Ad Recovery Fails To Boost McClatchy; Online Revs Barely Rise

An uneven economic recovery, coupled with continued tough times in its California and Florida markets, prevented The McClatchy Company (NYSE: MNI) from realizing the gains of the advertising recovery that other media companies have seen. And above all else, as the New York Times Co. (NYSE: NYT) demonstrated this morning, and Gannett (NYSE: GCI) showed last week, print advertising’s declines are indeed slowing, but they also remain weak and a continued drag on revenues.

In a statement, Gary Pruitt, McClatchy’s chairman and CEO, pointed to a slowdown last month in national and in retail spending, as print ads fell 8 percent. Online ad revenue was up a meager 1.6 percent to $47.5 million, offered no real off-set to the print declines. Meanwhile, circulation dollars, which have become increasingly crucial as advertising has dried up for print ads, decreased 4 percent to $66.4 million.
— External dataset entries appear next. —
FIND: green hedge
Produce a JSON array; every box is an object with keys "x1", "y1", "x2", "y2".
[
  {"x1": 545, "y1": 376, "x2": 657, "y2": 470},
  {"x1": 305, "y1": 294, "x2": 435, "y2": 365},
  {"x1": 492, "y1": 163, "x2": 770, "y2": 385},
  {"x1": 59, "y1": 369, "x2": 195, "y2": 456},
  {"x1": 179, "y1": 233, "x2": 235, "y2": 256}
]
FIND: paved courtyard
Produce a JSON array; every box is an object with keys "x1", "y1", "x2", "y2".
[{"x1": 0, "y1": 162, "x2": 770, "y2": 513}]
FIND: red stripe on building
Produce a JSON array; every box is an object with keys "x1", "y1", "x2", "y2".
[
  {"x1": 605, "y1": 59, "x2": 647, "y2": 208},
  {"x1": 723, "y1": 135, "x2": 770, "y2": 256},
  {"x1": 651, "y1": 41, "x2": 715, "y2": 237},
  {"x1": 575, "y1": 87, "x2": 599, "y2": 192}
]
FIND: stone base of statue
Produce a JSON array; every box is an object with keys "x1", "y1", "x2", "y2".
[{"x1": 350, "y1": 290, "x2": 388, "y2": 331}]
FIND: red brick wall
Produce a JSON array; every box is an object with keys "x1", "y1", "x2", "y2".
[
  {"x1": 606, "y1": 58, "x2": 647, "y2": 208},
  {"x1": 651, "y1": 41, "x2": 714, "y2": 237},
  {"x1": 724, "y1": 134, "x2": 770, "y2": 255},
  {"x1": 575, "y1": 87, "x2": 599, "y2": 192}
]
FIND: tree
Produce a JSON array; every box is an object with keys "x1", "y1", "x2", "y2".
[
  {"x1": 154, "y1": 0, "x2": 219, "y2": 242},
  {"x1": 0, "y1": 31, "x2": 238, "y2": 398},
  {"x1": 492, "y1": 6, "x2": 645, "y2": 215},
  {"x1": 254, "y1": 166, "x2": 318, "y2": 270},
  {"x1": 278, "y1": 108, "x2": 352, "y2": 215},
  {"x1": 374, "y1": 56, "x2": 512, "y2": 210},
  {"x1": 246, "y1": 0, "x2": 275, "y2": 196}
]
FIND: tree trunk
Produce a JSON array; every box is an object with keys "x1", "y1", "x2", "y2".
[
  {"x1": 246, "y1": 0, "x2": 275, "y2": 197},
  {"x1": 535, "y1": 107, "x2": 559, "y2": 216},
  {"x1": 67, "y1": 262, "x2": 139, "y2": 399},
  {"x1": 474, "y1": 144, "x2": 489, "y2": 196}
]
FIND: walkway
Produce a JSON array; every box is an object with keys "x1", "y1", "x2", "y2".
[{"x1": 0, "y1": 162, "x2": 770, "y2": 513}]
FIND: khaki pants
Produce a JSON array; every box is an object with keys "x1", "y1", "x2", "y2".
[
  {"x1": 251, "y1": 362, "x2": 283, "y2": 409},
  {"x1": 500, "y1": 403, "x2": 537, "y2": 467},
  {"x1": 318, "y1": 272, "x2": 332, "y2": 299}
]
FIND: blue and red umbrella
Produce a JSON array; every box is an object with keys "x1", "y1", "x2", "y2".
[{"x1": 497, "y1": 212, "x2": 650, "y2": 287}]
On a slightly more positive note, classified ads’ severe chill appears to be thawing. In particular, job ads, more than half of which is now digital in the form of Careerbuilder, progressed nicely throughout the quarter: up 0.1 percent in July, up 0.2 percent in August and up 5.6 percent in September.

The halving of McClatchy’s profits this time out still suggest that all the cost-cutting its done and is continuing to do, may not have the benefits they did last year. The company has cut over 4,100 jobs in the past two years, and BizJournal noted that layoffs have continued in recent weeks at The Miami Herald, Charlotte Observer, The Kansas City Star and at the company’s hometime paper, The Sacramento Bee.